Il trattamento in studio utilizza una miscela di gas contenente ossigeno e una piccola percentuale di ozono, somministrata per via rettale. Questa modalità di somministrazione non è comunemente autorizzata per l’ossigeno, ma viene esplorata per il suo potenziale beneficio in questo contesto. I partecipanti allo studio riceveranno il trattamento per un periodo massimo di 16 settimane, durante il quale verranno monitorati i cambiamenti nei sintomi di parestesia e nella qualità della vita.

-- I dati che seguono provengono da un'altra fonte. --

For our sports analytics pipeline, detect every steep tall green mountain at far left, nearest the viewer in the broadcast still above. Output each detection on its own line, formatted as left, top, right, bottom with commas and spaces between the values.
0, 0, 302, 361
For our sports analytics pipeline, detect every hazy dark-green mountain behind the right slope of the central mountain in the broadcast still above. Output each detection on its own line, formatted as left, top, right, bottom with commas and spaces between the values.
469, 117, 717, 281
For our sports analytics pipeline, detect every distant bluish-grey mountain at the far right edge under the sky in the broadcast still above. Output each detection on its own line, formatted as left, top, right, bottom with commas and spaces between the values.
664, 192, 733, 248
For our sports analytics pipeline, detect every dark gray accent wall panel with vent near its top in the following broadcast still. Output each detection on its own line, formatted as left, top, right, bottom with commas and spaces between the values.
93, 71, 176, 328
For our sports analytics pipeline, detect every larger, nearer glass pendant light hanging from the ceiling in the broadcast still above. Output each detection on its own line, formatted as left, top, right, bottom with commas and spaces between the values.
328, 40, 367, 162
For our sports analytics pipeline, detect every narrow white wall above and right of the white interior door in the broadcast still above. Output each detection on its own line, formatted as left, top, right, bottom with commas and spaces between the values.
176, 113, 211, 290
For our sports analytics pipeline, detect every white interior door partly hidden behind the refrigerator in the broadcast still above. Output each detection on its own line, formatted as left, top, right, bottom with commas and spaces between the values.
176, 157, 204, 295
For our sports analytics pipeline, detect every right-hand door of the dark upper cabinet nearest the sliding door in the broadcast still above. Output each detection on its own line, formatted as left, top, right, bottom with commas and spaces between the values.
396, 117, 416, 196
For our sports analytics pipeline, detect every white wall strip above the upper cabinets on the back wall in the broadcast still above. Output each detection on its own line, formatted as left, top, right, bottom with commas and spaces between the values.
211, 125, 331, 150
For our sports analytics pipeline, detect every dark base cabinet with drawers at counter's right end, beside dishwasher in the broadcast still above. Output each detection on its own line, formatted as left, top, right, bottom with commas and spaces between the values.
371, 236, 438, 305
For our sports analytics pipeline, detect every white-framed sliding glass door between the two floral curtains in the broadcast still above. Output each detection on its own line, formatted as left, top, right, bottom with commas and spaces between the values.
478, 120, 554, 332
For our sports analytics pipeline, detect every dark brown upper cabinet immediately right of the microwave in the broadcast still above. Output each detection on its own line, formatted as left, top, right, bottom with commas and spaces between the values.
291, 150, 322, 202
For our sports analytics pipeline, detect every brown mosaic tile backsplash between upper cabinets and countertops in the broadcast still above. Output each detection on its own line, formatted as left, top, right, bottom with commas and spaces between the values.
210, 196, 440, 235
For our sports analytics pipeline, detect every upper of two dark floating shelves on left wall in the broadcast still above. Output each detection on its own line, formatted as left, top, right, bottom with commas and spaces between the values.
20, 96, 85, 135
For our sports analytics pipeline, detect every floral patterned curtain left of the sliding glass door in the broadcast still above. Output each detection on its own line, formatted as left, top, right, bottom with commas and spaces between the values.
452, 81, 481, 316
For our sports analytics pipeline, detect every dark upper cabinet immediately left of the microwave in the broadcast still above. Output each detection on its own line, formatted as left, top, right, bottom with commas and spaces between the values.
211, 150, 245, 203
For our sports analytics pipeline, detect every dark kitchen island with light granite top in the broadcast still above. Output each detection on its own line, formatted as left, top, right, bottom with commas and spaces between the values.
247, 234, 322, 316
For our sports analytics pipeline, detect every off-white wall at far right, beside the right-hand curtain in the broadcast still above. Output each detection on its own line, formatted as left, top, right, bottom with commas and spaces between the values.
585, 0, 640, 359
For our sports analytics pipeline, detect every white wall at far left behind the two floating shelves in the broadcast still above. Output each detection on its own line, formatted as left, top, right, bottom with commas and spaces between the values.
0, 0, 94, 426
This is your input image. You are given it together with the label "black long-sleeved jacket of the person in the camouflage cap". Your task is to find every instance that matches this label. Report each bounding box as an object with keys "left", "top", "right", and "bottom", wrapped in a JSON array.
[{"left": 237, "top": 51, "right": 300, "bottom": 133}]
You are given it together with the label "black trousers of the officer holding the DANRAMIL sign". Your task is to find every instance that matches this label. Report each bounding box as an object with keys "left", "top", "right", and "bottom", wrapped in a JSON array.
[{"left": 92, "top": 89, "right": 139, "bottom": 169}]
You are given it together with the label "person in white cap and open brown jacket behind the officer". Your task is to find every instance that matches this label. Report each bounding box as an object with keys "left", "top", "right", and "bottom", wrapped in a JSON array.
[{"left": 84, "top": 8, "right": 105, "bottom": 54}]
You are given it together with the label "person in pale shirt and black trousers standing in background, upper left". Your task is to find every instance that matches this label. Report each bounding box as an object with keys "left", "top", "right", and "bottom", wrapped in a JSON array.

Lo scopo principale dello studio è determinare se l’ozono può ridurre i sintomi di intorpidimento e formicolio e migliorare la percezione della salute generale dei pazienti. I risultati saranno valutati attraverso questionari auto-somministrati dai pazienti, che misurano il livello di parestesia e la qualità della vita. Lo studio è progettato per essere condotto in modo rigoroso e controllato, con l’obiettivo di fornire dati affidabili sull’efficacia e la sicurezza del trattamento con ozono in questa popolazione di pazienti.